Monday, October 29, 2012

October 29, 2012

Dear Peanut,

At church you are learning about generosity.  This is something you already know a bit about.  You have a generous heart.  You are able to be empathetic.  This afternoon when you got home from school you asked for envelopes.  You took some up to your room.  I didn't ask what you were doing.  A while later I went up to check on you and there were three envelopes on your bed.  One addressed to me, one to your father and one to your brother.  I opened mine and there was a dollar bill and a piece of gum in there with a note.  My note said you loved me and I was the best mommy. 

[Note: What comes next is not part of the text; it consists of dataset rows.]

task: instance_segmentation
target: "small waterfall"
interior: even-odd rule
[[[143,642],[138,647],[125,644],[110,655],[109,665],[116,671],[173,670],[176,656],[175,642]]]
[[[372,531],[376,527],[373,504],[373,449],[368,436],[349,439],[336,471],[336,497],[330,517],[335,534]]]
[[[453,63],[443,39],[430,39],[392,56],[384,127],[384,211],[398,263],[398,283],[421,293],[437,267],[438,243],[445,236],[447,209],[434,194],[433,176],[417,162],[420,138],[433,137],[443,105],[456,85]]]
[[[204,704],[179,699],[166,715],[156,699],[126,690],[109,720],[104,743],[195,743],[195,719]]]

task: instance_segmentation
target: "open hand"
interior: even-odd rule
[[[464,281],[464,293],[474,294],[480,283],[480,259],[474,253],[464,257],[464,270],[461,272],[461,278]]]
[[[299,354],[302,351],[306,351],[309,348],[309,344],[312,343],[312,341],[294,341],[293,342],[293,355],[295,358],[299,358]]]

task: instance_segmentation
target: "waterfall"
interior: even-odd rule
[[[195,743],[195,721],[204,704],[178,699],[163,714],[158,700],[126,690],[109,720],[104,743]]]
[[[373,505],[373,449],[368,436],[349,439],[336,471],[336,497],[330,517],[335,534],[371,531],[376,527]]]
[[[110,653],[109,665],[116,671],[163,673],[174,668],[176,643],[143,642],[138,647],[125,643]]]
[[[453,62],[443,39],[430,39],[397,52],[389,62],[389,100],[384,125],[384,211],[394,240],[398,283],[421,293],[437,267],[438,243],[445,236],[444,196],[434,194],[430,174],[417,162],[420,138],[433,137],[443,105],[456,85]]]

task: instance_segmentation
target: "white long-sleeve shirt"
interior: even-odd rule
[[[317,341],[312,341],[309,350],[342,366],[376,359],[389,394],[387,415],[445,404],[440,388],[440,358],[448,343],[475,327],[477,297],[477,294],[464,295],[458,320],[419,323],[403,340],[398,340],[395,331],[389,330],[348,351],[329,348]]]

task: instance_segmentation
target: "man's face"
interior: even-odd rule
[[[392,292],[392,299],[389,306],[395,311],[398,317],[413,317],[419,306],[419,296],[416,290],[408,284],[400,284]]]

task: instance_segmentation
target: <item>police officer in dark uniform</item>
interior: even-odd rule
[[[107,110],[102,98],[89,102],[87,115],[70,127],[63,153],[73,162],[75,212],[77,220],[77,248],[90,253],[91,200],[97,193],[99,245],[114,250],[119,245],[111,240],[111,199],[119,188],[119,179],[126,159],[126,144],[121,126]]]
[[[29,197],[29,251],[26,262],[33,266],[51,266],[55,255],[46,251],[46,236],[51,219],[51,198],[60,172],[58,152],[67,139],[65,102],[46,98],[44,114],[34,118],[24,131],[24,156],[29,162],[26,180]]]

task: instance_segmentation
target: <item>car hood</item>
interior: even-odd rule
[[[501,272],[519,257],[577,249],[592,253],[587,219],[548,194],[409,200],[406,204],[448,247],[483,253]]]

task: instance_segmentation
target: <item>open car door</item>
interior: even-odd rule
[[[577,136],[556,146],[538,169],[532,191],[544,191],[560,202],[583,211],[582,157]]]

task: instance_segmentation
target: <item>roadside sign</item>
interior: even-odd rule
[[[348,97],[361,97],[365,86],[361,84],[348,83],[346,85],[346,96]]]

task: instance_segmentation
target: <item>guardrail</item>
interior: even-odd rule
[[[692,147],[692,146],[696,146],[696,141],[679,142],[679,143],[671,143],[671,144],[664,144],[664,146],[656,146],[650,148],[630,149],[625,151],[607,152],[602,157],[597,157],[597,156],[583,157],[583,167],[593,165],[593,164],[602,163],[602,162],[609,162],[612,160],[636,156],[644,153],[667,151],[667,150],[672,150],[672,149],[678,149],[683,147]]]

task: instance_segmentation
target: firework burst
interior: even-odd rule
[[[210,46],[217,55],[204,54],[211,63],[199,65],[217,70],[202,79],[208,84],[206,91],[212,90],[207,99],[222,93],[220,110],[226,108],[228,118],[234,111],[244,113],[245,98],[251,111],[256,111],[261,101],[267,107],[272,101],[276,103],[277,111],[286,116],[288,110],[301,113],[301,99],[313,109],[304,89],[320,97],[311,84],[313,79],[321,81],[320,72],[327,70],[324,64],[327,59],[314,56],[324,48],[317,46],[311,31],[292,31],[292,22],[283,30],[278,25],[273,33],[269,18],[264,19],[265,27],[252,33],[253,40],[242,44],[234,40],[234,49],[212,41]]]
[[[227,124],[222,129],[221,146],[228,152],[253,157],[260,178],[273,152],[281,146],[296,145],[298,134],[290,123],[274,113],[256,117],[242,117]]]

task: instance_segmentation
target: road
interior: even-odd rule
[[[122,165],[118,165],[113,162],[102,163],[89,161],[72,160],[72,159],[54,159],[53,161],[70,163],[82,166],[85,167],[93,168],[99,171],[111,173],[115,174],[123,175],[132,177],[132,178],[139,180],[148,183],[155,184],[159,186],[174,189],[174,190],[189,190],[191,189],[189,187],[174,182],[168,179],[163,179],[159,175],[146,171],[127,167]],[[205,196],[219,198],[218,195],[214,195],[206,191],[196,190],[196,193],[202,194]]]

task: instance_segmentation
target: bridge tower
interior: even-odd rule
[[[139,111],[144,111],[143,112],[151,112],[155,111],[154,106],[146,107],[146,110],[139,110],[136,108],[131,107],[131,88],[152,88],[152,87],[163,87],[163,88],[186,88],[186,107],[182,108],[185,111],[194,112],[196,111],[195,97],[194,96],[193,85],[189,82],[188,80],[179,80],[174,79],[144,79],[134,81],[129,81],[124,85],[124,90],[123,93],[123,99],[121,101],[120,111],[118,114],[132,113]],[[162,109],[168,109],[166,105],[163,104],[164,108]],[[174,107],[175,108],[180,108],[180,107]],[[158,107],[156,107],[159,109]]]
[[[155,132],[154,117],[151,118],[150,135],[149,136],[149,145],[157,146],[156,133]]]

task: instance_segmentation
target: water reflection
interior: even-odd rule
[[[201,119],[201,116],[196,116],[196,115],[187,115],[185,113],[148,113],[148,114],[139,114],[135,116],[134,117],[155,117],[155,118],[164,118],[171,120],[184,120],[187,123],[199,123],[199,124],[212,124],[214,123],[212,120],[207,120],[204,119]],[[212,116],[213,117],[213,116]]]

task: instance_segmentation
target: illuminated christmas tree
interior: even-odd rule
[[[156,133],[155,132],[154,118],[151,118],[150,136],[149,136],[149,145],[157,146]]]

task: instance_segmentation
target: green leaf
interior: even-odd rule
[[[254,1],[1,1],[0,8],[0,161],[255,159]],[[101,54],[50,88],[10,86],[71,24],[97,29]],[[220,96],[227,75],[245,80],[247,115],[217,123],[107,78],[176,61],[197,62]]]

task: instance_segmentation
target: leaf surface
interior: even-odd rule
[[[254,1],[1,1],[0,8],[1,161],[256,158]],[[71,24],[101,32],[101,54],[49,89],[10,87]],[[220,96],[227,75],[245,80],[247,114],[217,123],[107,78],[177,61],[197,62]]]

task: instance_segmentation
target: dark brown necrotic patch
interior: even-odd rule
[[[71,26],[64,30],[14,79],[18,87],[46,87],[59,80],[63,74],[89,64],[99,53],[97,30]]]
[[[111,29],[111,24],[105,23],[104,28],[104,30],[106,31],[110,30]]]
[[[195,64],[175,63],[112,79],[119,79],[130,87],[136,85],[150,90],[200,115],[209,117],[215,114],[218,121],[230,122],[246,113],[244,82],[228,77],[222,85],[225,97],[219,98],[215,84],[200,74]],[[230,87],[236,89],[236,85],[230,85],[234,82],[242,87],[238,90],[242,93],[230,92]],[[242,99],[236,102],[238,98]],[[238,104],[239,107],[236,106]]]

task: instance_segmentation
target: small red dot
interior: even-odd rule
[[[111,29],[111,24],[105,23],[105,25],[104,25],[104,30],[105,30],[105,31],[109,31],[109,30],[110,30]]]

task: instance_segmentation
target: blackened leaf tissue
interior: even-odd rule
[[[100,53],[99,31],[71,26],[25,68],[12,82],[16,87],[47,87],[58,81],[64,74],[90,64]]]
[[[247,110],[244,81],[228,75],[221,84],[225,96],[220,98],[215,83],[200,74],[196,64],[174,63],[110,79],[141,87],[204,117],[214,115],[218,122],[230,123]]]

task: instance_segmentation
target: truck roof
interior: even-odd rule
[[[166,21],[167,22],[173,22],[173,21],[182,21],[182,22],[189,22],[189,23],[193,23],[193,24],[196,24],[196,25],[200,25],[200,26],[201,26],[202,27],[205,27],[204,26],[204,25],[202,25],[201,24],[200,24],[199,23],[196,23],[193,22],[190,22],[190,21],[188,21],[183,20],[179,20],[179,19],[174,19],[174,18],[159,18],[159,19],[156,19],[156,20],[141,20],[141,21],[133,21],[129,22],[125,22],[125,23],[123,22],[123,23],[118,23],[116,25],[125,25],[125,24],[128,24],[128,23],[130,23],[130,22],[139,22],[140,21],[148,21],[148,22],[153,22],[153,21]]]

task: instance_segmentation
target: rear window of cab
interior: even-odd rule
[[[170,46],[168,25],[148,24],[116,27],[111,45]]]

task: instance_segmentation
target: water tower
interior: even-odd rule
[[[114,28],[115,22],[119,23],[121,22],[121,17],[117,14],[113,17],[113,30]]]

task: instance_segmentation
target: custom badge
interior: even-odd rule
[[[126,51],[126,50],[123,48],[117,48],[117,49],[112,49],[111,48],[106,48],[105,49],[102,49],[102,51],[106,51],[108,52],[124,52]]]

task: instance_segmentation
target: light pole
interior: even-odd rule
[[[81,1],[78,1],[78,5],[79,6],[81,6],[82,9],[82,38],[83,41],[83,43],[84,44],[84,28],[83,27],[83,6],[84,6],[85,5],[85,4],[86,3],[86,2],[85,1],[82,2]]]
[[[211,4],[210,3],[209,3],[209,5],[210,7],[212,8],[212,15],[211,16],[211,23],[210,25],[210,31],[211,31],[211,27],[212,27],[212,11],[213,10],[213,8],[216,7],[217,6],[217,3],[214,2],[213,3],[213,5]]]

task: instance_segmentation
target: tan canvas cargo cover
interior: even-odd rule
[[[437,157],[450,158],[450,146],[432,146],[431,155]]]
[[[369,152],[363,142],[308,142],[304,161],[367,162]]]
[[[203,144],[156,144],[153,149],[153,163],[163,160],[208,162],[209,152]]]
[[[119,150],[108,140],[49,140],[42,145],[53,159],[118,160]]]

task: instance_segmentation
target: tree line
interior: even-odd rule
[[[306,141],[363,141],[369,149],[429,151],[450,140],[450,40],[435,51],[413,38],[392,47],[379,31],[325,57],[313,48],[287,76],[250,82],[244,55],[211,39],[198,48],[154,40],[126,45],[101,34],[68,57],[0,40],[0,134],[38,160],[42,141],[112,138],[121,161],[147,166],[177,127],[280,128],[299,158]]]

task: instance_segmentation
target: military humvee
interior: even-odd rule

You had taken money out of the birthday money you got just a couple days ago.  You gave us each one of your dollars and one piece of your gum.  You were sharing and showing your generosity.  I am very proud of you.  You want to make others happy.  You asked if we could give half of your "give" money to church and the other half to Jack.  I didn't understand which Jack you were talking about.  It's Jack Liu from China.  I think he is here visiting for a few months.  I guess they talk about him during kid activities, but I didn't know you knew anything about him. 

Where my heart stops in America and sometimes at my own doorstep, yours has no bounds.  Kids in Haiti need something - you want to go get it.  Someone needs something in China - you want to send it.  You see no borders or walls.  You see no difference.  I believe you see everyone as a person, not black, white, Hispanic or any other variety.  I realize you know the difference and you understand that this person is in fact, black and you are white, but it has no meaning to you. 

My dream for you is to always follow your heart.  Follow your heart and your brain will follow.

Love,
Mom

Thursday, October 4, 2012

October 4, 2012

Dear Sweetface,

Today I whacked you with the van door.  I had no clue you were in the garage and my hands were full.  I managed to get a tiny grip on the back door and threw it down.  Right, on your head.  Ouch.  You seem fine though. 

I feel like you are close to learning to read.  I'm not sure why, you really don't know all your letters, but you seem to look at books and say what they say sometimes.  I know right now it's just remembering the name and certain words and stuff, but still.  It makes me feel like you are closer rather than farther.

Some days I have horrible guilt because we stay home together and I don't do anything.  I do some laundry, run errands and sit at the computer.  You play, sing and entertain yourself.  Why don't I do more?  Why am I such a lazy parent?  I'm working on it.  I'm trying to work on it.

Anyway, I love you and hope the bump on your head is OK.